TIoS is at its best when it’s about their relationship, which is tested by their entry into a foreign, adult world of college. And if Patti does something shameful, well, she isn’t alone in that. Who doesn’t have something for which they are ashamed? It’s an understandable mistake on her part, she wants to be accepted by her new ‘family,’ and by strangers, to prove her worth in the outside world, and Sarah is a vestige of her childhood. But in the end it comes back to the love between them. Sisterhood in general is central to TIoS, though. Sarah’s acceptance in PED, the way she ultimately strengthens their ties to one another, and the juxtaposition of their sorority to the toxic relations of ANS, the pretty hate machine all serve as the central motifs of Sarah’s story. And lest we forget, the longing glances shared between Mouse and Sarah speak of yet ANOTHER sisterhood.
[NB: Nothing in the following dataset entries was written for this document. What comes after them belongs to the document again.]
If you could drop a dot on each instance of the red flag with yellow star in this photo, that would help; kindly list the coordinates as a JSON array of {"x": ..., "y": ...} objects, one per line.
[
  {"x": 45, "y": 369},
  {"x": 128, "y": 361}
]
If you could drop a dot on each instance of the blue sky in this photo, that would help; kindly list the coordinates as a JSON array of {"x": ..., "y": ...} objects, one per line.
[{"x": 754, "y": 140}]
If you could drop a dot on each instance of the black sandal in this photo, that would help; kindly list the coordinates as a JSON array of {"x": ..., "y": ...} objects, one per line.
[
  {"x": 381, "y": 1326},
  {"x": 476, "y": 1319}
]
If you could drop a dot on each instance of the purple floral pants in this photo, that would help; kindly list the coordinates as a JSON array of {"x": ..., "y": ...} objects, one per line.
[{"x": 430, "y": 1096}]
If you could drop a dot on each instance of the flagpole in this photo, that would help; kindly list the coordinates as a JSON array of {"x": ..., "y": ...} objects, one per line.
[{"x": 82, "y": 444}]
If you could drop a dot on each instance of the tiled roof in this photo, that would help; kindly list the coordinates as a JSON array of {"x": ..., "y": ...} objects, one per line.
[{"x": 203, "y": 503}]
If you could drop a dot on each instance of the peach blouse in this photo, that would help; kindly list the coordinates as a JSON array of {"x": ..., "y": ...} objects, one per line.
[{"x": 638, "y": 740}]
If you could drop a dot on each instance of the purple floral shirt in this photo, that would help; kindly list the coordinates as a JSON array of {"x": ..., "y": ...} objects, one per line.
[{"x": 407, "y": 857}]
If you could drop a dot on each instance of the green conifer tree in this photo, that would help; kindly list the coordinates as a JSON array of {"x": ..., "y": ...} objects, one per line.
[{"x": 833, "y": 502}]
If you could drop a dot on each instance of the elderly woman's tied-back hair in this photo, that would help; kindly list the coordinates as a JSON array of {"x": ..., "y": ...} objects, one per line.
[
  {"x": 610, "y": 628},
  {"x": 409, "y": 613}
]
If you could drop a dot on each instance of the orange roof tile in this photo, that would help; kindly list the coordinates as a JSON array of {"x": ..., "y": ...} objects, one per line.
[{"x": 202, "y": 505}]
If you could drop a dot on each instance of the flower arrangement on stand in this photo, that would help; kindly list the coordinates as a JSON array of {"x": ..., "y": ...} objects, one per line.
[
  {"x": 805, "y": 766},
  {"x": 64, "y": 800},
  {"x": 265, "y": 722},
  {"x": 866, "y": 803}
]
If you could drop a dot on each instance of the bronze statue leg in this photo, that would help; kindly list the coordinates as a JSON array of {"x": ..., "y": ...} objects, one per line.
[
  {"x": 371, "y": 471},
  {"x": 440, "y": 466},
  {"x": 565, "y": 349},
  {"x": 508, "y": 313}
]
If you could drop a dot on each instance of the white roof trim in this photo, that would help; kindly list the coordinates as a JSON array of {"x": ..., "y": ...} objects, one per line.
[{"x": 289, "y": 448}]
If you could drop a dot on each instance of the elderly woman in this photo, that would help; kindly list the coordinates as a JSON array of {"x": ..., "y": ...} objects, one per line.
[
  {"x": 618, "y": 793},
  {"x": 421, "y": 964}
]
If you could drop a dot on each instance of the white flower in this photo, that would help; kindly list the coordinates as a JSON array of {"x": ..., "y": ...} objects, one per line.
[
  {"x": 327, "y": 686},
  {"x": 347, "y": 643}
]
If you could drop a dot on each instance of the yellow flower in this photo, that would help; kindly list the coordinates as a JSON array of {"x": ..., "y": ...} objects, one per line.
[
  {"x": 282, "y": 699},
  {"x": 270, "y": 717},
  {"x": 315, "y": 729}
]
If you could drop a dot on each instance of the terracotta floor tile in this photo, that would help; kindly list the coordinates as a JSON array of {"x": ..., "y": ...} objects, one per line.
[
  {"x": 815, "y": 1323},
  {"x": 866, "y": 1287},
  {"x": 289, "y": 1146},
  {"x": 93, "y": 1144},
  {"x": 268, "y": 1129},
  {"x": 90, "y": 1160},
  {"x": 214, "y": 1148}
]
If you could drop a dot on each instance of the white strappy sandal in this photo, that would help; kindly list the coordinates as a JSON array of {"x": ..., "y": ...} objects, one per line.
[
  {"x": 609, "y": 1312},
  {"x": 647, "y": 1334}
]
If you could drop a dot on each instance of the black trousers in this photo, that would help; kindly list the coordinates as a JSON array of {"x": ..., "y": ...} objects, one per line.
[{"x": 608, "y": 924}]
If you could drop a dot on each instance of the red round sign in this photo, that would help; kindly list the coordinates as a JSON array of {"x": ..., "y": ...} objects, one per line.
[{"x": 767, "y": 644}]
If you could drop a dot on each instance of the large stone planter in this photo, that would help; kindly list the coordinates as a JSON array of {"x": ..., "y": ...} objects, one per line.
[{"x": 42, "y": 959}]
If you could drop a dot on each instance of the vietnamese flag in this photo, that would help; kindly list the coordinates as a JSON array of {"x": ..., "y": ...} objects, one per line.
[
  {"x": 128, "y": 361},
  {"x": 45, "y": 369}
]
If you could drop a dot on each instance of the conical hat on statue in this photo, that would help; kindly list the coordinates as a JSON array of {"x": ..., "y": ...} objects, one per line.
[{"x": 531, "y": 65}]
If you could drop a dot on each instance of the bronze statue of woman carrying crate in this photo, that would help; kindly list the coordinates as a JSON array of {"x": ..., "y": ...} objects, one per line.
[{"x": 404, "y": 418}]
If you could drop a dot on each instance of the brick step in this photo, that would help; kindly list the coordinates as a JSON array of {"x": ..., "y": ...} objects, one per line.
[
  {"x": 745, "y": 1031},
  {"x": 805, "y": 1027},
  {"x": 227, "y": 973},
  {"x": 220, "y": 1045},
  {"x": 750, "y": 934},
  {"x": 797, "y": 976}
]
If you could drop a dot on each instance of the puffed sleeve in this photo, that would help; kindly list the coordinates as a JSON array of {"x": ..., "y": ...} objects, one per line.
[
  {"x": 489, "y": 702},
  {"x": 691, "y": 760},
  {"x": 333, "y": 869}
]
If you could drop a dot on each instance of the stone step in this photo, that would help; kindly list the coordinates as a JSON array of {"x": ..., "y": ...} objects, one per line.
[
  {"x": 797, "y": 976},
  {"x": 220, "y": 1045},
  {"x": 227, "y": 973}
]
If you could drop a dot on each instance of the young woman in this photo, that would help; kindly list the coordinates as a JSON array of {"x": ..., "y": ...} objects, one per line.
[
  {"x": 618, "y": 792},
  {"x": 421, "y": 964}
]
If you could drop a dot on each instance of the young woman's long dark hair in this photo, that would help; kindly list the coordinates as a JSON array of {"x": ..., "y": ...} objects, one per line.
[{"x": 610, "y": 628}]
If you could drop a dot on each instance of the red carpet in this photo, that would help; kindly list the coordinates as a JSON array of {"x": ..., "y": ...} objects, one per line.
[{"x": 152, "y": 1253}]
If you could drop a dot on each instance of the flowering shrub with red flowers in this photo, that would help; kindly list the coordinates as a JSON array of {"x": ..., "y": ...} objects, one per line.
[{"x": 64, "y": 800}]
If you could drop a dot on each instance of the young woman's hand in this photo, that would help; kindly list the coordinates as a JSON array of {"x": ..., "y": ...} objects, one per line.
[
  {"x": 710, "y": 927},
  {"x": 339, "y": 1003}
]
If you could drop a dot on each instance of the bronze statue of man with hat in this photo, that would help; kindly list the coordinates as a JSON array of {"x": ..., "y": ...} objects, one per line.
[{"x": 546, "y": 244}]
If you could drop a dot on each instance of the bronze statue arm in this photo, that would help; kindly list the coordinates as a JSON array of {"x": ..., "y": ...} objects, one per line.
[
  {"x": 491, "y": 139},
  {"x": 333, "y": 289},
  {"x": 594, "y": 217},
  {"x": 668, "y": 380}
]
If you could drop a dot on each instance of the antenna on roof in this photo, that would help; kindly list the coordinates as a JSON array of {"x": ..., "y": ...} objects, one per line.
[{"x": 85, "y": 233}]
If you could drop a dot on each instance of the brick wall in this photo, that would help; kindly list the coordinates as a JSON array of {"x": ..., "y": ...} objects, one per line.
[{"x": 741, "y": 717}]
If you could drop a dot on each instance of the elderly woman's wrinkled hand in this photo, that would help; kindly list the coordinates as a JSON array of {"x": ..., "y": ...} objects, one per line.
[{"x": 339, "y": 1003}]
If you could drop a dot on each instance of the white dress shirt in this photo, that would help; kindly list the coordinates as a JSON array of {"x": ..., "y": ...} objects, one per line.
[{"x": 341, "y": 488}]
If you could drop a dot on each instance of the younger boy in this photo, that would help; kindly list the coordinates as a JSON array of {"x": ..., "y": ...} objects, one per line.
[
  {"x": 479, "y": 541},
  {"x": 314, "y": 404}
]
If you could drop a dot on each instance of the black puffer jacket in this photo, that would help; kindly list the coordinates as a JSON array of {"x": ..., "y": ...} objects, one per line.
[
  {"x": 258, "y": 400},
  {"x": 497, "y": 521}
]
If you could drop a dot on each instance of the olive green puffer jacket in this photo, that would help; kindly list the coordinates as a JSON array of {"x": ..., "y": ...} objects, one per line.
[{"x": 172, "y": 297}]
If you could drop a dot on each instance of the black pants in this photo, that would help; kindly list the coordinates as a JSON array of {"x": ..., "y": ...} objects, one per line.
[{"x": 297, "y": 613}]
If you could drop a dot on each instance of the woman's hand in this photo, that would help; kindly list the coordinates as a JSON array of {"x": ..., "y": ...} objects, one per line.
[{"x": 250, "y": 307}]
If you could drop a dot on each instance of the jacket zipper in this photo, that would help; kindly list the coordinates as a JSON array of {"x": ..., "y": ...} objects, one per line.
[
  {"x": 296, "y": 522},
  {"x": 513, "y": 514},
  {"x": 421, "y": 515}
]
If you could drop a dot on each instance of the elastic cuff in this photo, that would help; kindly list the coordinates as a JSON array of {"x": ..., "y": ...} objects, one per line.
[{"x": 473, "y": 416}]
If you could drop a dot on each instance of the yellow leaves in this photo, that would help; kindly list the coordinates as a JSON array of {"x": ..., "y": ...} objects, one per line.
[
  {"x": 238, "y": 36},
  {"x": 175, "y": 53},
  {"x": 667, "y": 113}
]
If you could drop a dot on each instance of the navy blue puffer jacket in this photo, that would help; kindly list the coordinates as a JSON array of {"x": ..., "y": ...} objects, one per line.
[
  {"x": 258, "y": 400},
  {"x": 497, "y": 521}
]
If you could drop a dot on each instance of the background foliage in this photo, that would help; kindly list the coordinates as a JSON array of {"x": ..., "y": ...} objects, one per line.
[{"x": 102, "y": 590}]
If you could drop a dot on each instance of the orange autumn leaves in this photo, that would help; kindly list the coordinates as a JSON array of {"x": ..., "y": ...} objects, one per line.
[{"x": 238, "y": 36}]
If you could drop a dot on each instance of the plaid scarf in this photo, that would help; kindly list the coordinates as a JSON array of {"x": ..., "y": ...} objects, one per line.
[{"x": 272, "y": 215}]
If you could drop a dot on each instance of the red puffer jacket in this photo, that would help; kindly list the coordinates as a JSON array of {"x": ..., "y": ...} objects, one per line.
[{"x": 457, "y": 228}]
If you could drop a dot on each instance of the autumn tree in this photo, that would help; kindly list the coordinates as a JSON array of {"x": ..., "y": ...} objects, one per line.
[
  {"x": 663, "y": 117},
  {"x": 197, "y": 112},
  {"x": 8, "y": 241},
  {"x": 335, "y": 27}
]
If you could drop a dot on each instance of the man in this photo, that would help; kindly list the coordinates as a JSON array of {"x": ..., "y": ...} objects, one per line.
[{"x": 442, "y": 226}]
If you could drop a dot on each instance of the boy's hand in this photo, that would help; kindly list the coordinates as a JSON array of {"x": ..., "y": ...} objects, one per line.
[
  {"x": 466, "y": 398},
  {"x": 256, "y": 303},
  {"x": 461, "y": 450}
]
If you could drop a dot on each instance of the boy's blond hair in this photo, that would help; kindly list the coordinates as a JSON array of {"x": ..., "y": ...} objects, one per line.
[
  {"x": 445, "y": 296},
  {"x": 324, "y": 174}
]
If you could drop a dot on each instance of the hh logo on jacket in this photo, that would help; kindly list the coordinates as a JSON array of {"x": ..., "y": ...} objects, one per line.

Bill:Yes, it’s a damn effective little flick, but not perfect. I agree about the great way they handle the less-is-more style, like with the Goodwin-Hunter backstory you mentioned, and the is-Mouse-gay? subtext. (She is REALLY into Sarah, and that might explain her suicidal history. And there are a lot of longing glances getting thrown around between these girls.)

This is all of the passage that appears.